Thus, using extended conformance via metadata, a dataset may
- use tab-separated data files,
- use non-standard file names,
- use non-standard column names,
- add metadata describing attribution and provenance of the data,
- specify [relations between multiple tables](http://w3c.github.io/csvw/metadata/#common-properties) in a dataset,
- supply default values for required columns like `Language_ID`, using [virtual columns](http://w3c.github.io/csvw/metadata/#use-of-virtual-columns).
In particular, since the metadata description resides in a separate file, it is often possible to retrofit existing CSV files into the CLDF framework by adding a metadata description.
## CLDF Ontology
CLDF data uses terms from the [CLDF Ontology](http://cldf.clld.org/v1.0/terms.rdf), as specified in the file `terms.rdf`, to mark [`TableGroup`](http://w3c.github.io/csvw/metadata/#table-groups) or [`Table`](http://w3c.github.io/csvw/metadata/#tables) objects which have special meaning within the CLDF framework.

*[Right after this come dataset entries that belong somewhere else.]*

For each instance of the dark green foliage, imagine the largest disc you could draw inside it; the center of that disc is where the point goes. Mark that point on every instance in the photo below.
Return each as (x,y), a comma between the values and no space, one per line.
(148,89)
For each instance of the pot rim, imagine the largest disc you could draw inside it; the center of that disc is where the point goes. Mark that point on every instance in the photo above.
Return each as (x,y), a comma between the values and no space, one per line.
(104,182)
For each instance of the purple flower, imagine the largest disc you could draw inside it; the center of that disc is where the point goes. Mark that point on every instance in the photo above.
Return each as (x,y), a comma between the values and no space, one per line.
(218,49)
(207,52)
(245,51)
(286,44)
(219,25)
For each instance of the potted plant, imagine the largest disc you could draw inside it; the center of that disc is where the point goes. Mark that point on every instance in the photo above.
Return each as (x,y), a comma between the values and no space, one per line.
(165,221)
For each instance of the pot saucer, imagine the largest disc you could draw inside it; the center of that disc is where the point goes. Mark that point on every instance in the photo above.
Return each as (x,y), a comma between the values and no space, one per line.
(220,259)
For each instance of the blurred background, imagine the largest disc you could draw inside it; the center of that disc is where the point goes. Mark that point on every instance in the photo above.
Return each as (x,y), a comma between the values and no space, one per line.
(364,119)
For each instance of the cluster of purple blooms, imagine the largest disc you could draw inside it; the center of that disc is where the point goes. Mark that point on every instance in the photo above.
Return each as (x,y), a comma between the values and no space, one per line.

The CLDF Ontology also provides a set of [properties](http://cldf.clld.org/v1.0/terms.rdf#properties) to attach semantics to individual columns. While many of these properties are similar (or identical) to properties defined elsewhere - most notably in the [General Ontology for Linguistic Description - GOLD](http://linguistics-ontology.org/) - we opted for inclusion to avoid ambiguity, but made sure to reference the related related properties in the Ontology.
Note that the column *names* in the default table descriptions (e.g. [`formTable`](components/forms)) are not always the same as the column *properties*. Each column has both a `csvw:name` and a separate `propertyURL` linking the column to the ontology. Each property also has a `rdf:label` which might also be different.
An more easily readable list of all properties is available in the file [`properties.md`](properties.md). Please note that this file is just for easier reference, but is not normative: in case of discrepancy, the description in `terms.rdf` holds.
Note: For better human readability the [CLDF Ontology](http://cldf.clld.org/v1.0/terms.rdf) should
be visited with a browser capable of rendering XSLT - such as Firefox.
## CLDF Dataset
### CLDF Metadata file
A CLDF dataset is described with metadata provided as JSON file following the [Metadata Vocabulary for Tabular Data](https://www.w3.org/TR/tabular-metadata/). To make tooling simpler, we restrict the metadata specification as follows:
- Metadata files must specify a `tables` property on top-level, i.e. must describe a
[`TableGroup`](http://w3c.github.io/csvw/metadata/#table-groups). While this adds a
bit of verbosity to the metadata description, it makes it possible to describe mutiple
tables in one metadata file.
- The common property `dc:conformsTo` of the `TableGroup` is used to indicate the
CLDF module, e.g.
`"dc:conformsTo": "http://cldf.clld.org/v1.0/terms.rdf#Wordlist"`
- The common property `dc:conformsTo` of a `Table` is used to associate tables with
a particular role in a CLDF module using appropriate classes from the
[CLDF Ontology](http://cldf.clld.org/v1.0/terms.rdf).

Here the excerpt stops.